10000000 loops, best of 10: 0.0555 usec per loop

That’s an almost 35x speed up over the pure Python code with surprisingly little effort! We’ll look into the details of this snippet in the next post.

Conclusions

Hopefully this post has highlighted how straightforward it can be to get significant performance boosts to your standard Python code. According to the Cython documentation, Cython claims that these performance increases can be in the region of 60-90% for standard Python loops and control structures, and frequently between 100-1000x faster for numerical code.

I’ve touched on a few of Cython’s features in this post, and I’ll be digging into more details on how to get your own code Cythonised efficiently in future posts. I’ll also be giving some guidance on how you can use Cython to parallise your code effectively too. If you have any questions or suggestions for improvement, I’m always available via Twitter or through my website.

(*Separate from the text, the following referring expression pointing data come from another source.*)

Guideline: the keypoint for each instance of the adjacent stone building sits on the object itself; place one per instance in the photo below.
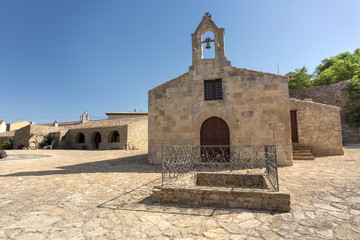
(218, 104)
(124, 133)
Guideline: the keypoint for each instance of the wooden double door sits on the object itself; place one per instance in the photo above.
(215, 140)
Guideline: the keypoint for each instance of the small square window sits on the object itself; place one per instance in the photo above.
(213, 89)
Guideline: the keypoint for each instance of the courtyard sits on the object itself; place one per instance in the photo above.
(74, 194)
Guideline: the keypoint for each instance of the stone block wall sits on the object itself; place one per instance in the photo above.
(35, 133)
(21, 137)
(255, 106)
(138, 135)
(4, 137)
(71, 138)
(334, 95)
(223, 197)
(319, 127)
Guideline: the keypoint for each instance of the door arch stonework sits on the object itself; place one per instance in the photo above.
(214, 131)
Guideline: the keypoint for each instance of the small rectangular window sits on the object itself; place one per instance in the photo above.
(213, 89)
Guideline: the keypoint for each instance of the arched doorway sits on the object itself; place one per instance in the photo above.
(96, 140)
(215, 139)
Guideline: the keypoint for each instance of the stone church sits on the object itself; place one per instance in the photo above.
(218, 104)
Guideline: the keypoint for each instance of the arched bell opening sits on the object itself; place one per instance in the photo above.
(208, 44)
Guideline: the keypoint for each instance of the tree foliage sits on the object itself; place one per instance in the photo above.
(8, 145)
(300, 78)
(344, 66)
(352, 107)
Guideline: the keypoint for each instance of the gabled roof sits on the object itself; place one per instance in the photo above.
(8, 134)
(61, 124)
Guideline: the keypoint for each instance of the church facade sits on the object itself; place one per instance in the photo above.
(218, 104)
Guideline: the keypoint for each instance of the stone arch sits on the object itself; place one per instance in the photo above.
(214, 131)
(208, 39)
(85, 117)
(80, 138)
(96, 139)
(114, 136)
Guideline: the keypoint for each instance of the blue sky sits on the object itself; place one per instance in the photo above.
(59, 58)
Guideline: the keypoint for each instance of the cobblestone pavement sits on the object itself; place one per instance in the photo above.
(105, 195)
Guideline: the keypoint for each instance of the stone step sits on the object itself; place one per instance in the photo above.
(303, 158)
(302, 151)
(300, 147)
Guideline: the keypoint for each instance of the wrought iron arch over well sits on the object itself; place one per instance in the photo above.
(114, 136)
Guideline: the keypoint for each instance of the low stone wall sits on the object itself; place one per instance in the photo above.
(254, 199)
(334, 95)
(6, 137)
(319, 127)
(231, 180)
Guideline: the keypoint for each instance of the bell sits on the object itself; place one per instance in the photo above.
(208, 45)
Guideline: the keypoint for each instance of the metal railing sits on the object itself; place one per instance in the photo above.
(235, 165)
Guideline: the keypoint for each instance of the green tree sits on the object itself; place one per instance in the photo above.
(352, 107)
(344, 66)
(300, 78)
(8, 145)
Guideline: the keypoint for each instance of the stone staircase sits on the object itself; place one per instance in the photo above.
(301, 152)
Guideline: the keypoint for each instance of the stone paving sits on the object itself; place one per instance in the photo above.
(105, 195)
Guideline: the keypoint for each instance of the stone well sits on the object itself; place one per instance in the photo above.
(251, 191)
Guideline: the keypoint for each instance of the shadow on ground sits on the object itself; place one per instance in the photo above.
(136, 164)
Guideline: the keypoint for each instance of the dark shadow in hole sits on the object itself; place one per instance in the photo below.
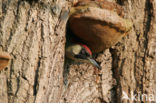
(31, 1)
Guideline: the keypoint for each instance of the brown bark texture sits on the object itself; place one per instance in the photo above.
(33, 33)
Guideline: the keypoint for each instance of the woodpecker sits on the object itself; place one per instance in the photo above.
(4, 60)
(80, 53)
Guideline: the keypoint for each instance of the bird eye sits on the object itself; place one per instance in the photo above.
(84, 52)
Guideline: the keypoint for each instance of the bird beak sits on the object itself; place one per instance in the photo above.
(92, 61)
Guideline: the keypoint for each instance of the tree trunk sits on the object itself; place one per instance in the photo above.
(33, 32)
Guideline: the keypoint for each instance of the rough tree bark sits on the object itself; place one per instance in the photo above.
(33, 32)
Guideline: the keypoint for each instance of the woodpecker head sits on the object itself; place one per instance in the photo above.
(80, 53)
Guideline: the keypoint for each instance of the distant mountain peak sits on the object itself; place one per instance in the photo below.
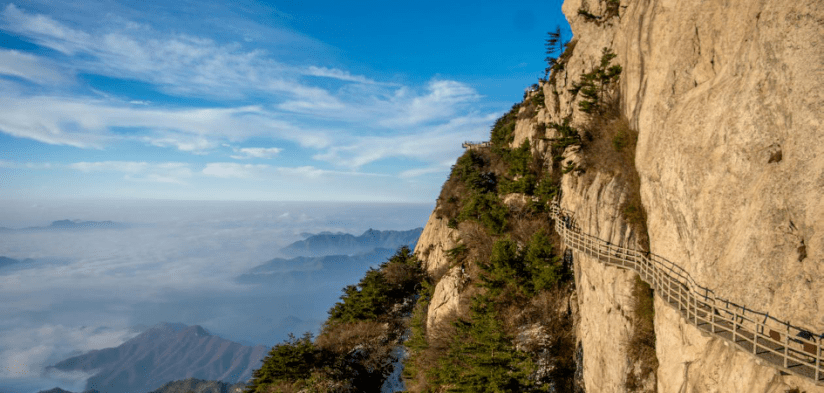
(163, 353)
(327, 243)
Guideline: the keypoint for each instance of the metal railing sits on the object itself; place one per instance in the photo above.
(778, 343)
(472, 145)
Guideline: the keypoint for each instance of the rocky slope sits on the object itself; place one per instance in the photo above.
(726, 99)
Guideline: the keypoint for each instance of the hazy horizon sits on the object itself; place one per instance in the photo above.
(87, 289)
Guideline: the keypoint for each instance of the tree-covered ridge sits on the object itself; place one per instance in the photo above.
(355, 349)
(510, 332)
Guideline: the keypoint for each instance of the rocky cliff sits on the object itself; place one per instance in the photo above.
(718, 107)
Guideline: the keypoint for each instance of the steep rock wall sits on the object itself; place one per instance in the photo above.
(727, 98)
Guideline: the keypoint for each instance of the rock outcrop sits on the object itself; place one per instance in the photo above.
(727, 101)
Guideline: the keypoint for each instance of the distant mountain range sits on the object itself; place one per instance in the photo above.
(304, 269)
(62, 225)
(327, 243)
(166, 352)
(190, 385)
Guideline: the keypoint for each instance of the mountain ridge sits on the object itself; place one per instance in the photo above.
(327, 243)
(163, 353)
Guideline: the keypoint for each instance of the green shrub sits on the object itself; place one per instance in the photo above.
(294, 359)
(486, 209)
(503, 131)
(481, 357)
(544, 266)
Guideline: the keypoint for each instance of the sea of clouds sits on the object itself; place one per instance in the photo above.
(177, 262)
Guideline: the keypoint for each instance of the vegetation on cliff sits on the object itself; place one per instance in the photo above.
(512, 332)
(355, 349)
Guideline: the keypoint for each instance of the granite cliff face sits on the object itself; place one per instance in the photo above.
(726, 99)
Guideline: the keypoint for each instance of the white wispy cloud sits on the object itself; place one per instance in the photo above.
(255, 152)
(29, 67)
(335, 73)
(165, 172)
(26, 350)
(432, 144)
(361, 123)
(88, 123)
(228, 170)
(177, 63)
(25, 165)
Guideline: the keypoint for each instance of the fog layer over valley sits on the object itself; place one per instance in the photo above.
(66, 292)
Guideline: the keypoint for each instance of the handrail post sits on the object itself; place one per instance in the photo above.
(786, 346)
(818, 359)
(734, 326)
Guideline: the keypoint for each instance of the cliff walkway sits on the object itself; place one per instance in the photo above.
(475, 145)
(773, 342)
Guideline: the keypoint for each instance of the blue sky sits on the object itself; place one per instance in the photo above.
(252, 100)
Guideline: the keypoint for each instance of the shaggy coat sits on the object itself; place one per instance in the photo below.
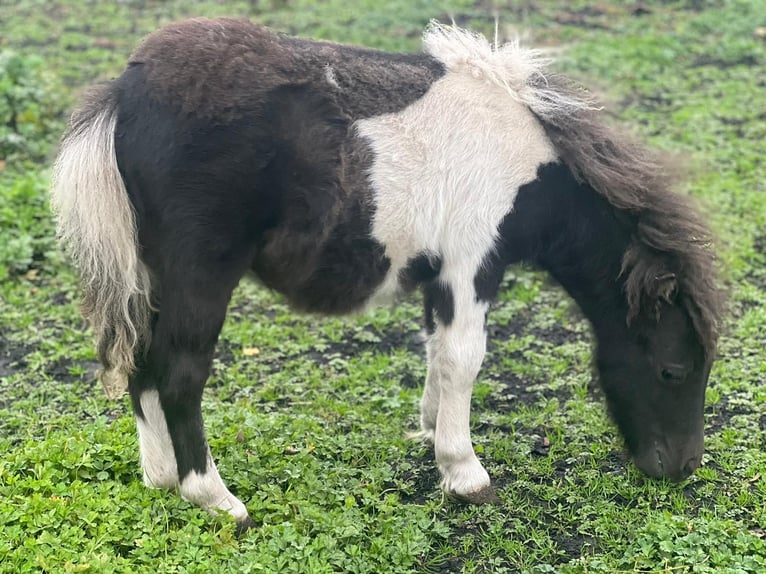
(341, 177)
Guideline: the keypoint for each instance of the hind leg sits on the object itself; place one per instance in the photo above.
(167, 388)
(455, 352)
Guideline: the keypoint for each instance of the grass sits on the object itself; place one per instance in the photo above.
(307, 418)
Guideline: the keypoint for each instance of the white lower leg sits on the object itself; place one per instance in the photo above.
(207, 490)
(456, 353)
(462, 473)
(158, 459)
(429, 407)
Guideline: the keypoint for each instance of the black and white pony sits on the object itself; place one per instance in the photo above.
(341, 176)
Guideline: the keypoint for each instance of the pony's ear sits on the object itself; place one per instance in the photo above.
(648, 284)
(665, 288)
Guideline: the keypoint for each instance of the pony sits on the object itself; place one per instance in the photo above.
(342, 176)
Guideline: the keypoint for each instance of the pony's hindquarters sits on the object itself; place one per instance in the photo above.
(96, 225)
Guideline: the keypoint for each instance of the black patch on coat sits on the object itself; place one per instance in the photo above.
(422, 268)
(439, 304)
(572, 232)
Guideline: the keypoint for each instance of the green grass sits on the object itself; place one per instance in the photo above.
(309, 430)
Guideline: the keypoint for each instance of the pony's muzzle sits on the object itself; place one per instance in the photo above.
(676, 464)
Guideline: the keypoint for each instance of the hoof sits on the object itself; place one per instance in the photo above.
(484, 496)
(425, 437)
(244, 525)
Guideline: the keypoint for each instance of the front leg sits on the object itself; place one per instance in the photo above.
(456, 350)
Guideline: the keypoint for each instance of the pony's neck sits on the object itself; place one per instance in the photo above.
(572, 232)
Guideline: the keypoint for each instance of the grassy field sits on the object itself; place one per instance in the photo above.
(307, 418)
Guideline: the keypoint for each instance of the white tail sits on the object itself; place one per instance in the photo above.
(97, 227)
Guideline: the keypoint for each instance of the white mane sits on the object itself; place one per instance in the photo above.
(521, 72)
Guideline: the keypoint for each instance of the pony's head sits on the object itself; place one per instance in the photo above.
(654, 370)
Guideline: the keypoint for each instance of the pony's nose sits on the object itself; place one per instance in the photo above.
(690, 466)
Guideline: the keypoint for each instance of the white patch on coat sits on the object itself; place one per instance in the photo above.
(446, 172)
(329, 75)
(520, 72)
(447, 169)
(207, 490)
(158, 459)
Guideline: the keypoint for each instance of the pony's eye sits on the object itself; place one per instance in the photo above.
(674, 373)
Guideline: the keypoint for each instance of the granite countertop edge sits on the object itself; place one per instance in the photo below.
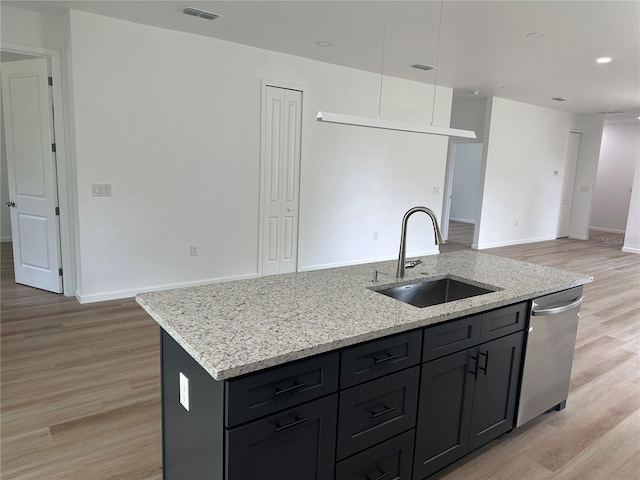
(216, 326)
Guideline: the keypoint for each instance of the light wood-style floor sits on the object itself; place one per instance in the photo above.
(80, 383)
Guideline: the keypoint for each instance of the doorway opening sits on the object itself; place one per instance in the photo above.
(61, 168)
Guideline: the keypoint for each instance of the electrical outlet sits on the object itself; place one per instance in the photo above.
(184, 391)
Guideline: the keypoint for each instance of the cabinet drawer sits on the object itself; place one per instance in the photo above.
(298, 443)
(504, 321)
(267, 392)
(375, 411)
(380, 357)
(390, 460)
(441, 340)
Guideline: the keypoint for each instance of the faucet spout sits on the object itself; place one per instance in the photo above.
(402, 256)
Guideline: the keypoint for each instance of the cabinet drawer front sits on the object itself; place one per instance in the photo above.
(504, 321)
(267, 392)
(390, 460)
(381, 357)
(377, 410)
(298, 443)
(441, 340)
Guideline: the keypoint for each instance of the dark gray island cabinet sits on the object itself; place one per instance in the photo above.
(397, 407)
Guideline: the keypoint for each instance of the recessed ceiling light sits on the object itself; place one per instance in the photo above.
(196, 12)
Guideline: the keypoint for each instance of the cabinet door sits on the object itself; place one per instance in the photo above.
(298, 443)
(444, 413)
(494, 399)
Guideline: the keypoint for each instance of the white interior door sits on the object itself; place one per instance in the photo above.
(281, 180)
(571, 164)
(31, 168)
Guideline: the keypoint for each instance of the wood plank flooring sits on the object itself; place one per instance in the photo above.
(80, 384)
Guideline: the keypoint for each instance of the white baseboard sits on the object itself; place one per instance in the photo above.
(511, 242)
(462, 220)
(608, 230)
(116, 295)
(363, 261)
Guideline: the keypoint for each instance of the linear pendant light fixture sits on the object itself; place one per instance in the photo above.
(340, 118)
(392, 125)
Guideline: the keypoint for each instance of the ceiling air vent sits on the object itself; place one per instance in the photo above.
(422, 66)
(196, 12)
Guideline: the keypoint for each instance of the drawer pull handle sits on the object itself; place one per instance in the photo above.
(297, 421)
(386, 359)
(474, 373)
(384, 412)
(379, 477)
(292, 388)
(486, 362)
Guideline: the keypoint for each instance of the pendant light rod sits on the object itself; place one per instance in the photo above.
(384, 41)
(435, 81)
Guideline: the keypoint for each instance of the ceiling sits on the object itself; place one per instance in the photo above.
(477, 45)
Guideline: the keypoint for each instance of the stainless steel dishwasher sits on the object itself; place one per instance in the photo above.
(551, 340)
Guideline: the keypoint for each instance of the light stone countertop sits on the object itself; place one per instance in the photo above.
(243, 326)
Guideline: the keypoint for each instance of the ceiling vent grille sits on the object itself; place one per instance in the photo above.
(196, 12)
(422, 66)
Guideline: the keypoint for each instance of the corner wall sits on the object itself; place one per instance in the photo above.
(172, 122)
(521, 195)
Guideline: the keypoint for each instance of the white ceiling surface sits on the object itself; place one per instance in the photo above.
(483, 44)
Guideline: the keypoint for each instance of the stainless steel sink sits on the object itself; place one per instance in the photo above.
(426, 293)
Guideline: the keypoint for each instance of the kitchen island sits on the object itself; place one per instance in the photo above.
(344, 373)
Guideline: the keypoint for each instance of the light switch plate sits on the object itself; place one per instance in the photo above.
(184, 391)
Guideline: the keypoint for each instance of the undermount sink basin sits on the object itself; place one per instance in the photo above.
(427, 293)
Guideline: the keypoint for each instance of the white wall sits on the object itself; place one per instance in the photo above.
(520, 194)
(632, 235)
(591, 128)
(466, 181)
(5, 218)
(612, 192)
(172, 121)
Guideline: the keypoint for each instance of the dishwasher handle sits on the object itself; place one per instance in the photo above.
(553, 311)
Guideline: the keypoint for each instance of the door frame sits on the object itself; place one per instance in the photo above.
(63, 166)
(263, 159)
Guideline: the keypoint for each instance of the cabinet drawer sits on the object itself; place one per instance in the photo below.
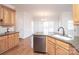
(73, 51)
(61, 51)
(51, 39)
(62, 44)
(51, 48)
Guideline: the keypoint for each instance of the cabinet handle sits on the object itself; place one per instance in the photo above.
(1, 20)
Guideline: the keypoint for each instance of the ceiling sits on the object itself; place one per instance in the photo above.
(43, 9)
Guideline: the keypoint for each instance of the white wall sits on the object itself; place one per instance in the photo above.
(60, 20)
(64, 19)
(3, 29)
(23, 23)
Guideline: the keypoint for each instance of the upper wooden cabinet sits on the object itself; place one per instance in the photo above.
(7, 16)
(76, 13)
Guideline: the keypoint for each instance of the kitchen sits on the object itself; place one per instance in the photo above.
(56, 25)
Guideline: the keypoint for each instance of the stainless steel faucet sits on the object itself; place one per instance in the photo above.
(63, 30)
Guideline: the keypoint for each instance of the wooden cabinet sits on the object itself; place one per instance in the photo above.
(62, 44)
(61, 51)
(76, 13)
(6, 19)
(51, 46)
(3, 44)
(73, 51)
(58, 47)
(1, 15)
(9, 41)
(12, 16)
(7, 16)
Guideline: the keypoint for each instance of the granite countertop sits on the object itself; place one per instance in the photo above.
(4, 34)
(73, 42)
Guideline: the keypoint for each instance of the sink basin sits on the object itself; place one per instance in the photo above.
(61, 37)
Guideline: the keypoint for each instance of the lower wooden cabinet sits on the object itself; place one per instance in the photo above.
(9, 41)
(58, 47)
(73, 51)
(3, 42)
(61, 51)
(51, 48)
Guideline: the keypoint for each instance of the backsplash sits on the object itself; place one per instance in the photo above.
(4, 29)
(76, 30)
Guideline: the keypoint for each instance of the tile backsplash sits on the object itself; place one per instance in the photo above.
(4, 29)
(76, 30)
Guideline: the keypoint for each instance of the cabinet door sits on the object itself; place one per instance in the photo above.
(76, 13)
(16, 39)
(61, 51)
(10, 41)
(1, 12)
(63, 44)
(12, 17)
(3, 45)
(73, 51)
(1, 15)
(7, 17)
(51, 48)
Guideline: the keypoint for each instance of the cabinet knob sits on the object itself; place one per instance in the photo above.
(1, 20)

And just one more quick word: Cython is very powerful, but always remember the valuable advice from Donald Knuth:

'Premature optimization is the root of all evil' - D. Knuth

So don’t go spending hours trying to optimise your code until you’ve arrived at a good solution, and identified concrete benefits from doing this. But when you reach the point you must optimise, Cython could be a good bet!